O Partido Socialista está a celebrar uma vitória decisiva nas recentes eleições catalãs. Esta vitória é vista como a validação pela sociedade da abordagem de Pedro Sánchez em relação à Catalunha e da sua proposta de amnistia aos líderes políticos envolvidos no movimento independentista de 2017, incluindo o ex-presidente exilado Carles Puigdemont.

De acordo com Jaime Coulbois, especialista em ciência política da Universidade Autónoma de Madrid, os partidos pró-independência não conseguiram, pela primeira vez em anos, assegurar uma maioria parlamentar.

"Os partidos que apoiam a independência da Catalunha não conseguiram, pela primeira vez em muitos anos, uma maioria parlamentar e, quando olhamos para a percentagem de votos, estes partidos também não obtiveram um apoio maioritário na Catalunha", afirmou Coulbois.

Apesar desta vitória, o potencial governo de Salvador Illa depende de alianças com os parceiros de coligação de Sánchez, "Sumar", e o partido de esquerda pró-independência, Esquerda Republicana da Catalunha. O partido perdeu 13 lugares, apesar de ter governado a Catalunha.

O líder do ERC e presidente da Generalitat, Pere Aragones, anunciou que vai abandonar a política de primeira linha em consequência do fraco desempenho do seu partido nas eleições.

Coulbois sugere que um pacto de esquerda é o resultado mais provável, dependendo da posição do ERC: "A verdade é que o ERC terá agora um debate bastante sério entre setores que considerarão uma abordagem mais pragmática e outro setor que dirá que não é aceitável fazer um pacto com os socialistas, que devemos continuar com o objetivo da independência, mas isso provavelmente levaria a uma repetição das eleições, e o ERC deve decidir se isso vale a pena..."

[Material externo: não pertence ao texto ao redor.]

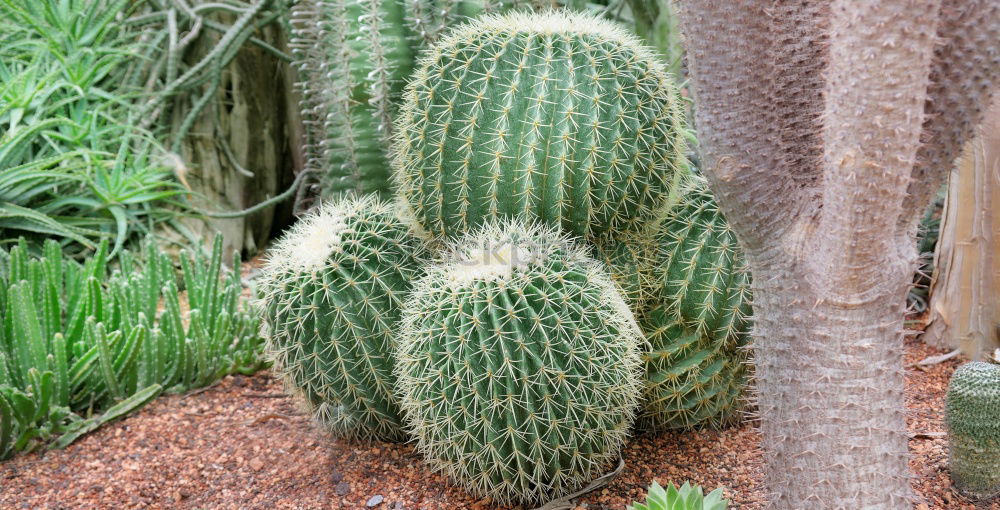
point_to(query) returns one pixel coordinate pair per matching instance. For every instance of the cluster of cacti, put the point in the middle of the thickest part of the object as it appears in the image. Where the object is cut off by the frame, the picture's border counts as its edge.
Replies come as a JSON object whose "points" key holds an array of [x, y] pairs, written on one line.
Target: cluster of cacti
{"points": [[76, 352], [331, 298], [544, 153], [697, 327], [973, 419], [560, 117], [519, 365], [687, 497]]}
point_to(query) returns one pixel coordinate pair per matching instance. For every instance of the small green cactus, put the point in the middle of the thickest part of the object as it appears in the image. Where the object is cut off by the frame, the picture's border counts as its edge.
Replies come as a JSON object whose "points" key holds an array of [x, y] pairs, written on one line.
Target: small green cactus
{"points": [[697, 368], [561, 117], [688, 497], [973, 419], [353, 57], [519, 367], [331, 293]]}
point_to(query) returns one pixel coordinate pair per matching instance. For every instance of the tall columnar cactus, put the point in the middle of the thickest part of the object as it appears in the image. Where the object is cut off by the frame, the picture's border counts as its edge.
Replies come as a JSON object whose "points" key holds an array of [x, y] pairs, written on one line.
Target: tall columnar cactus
{"points": [[353, 57], [332, 292], [973, 419], [519, 368], [560, 116], [697, 368]]}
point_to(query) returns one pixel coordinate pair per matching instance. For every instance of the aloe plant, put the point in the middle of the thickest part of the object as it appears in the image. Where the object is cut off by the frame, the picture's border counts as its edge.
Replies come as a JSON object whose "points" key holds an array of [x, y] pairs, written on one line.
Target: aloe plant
{"points": [[81, 345]]}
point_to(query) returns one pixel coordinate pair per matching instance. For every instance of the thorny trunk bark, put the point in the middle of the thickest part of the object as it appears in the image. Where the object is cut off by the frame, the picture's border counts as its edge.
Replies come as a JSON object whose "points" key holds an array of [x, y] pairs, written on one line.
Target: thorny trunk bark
{"points": [[965, 292], [824, 127], [830, 393]]}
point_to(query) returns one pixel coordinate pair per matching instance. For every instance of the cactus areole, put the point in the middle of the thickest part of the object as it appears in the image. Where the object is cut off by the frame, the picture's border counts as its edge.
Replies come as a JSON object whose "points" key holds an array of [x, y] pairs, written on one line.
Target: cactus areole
{"points": [[561, 117]]}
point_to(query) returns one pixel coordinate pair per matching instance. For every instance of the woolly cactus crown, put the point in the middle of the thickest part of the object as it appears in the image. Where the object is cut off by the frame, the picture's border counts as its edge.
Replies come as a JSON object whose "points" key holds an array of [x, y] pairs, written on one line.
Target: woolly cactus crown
{"points": [[559, 116]]}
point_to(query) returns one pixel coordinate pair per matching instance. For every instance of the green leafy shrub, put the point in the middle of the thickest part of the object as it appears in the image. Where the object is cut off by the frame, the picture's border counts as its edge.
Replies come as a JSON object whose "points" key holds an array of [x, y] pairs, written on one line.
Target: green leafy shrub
{"points": [[698, 326], [562, 117], [80, 345], [518, 367], [331, 298], [688, 497], [972, 414]]}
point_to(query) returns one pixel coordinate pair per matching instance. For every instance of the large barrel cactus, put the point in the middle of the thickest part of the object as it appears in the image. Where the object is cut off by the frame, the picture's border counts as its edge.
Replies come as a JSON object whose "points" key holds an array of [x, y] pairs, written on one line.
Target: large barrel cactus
{"points": [[973, 419], [353, 57], [697, 368], [332, 292], [519, 366], [560, 116]]}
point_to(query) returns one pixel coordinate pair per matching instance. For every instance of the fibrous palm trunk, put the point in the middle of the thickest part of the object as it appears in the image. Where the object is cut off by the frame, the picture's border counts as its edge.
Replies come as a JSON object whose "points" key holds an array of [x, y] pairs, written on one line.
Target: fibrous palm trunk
{"points": [[965, 293], [825, 127]]}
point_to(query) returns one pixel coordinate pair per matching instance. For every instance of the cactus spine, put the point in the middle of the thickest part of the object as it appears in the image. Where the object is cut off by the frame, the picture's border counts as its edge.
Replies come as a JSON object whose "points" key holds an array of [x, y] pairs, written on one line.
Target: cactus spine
{"points": [[697, 368], [519, 365], [560, 116], [332, 292], [353, 57], [973, 419]]}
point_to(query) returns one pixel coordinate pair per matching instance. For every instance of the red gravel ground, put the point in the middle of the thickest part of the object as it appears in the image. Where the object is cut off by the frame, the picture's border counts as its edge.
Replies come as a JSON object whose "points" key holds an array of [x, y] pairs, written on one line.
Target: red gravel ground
{"points": [[242, 444]]}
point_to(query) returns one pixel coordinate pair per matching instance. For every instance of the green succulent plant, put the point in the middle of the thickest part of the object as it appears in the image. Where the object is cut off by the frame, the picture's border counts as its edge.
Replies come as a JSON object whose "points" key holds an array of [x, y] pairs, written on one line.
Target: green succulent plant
{"points": [[972, 415], [688, 497], [518, 369], [561, 117], [698, 325], [331, 295], [81, 345]]}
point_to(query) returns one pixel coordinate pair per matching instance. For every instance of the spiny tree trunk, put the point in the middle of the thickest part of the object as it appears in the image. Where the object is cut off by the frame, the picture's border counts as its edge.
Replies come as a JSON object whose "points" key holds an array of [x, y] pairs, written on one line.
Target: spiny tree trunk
{"points": [[825, 126], [965, 293]]}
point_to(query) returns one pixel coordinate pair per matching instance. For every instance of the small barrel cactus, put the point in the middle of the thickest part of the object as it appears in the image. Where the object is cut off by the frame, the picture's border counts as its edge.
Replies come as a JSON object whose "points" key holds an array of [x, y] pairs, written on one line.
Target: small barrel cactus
{"points": [[697, 326], [560, 117], [331, 296], [353, 57], [519, 366], [973, 419]]}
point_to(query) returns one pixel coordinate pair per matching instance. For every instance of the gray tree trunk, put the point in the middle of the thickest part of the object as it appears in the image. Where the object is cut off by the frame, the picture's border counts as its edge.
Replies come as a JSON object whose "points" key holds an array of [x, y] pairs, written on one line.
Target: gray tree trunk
{"points": [[825, 127]]}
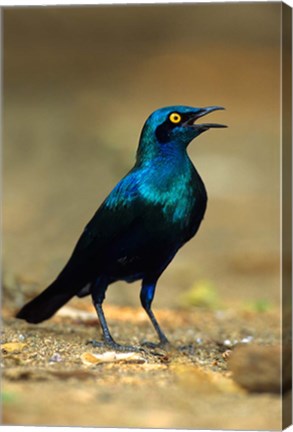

Carles Puigdemont não deverá desistir

Entretanto, Carles Puigdemont, que ficou em segundo lugar nas eleições, exige que Salvador Illa se afaste para permitir a formação de um governo minoritário independentista. Em contrapartida, Puigdemont oferece-se para apoiar o governo de Pedro Sánchez em Madrid.

Analisando a influência de Puigdemont, Coulbois salienta que alguns deputados cruciais para a manutenção da maioria parlamentar estão filiados no partido de Puigdemont, "Junts". "Poderá haver uma situação em que Puigdemont, digamos, chantageia Pedro Sánchez, dizendo que se não me deres isto, não te apoio mais...", explicou Coulbois.

Enquanto as discussões se desenrolam, a possibilidade de uma repetição das eleições permanece incerta. Apesar de improvável, tal poderia pôr em causa a posição do Illa no seio do bloco de esquerda.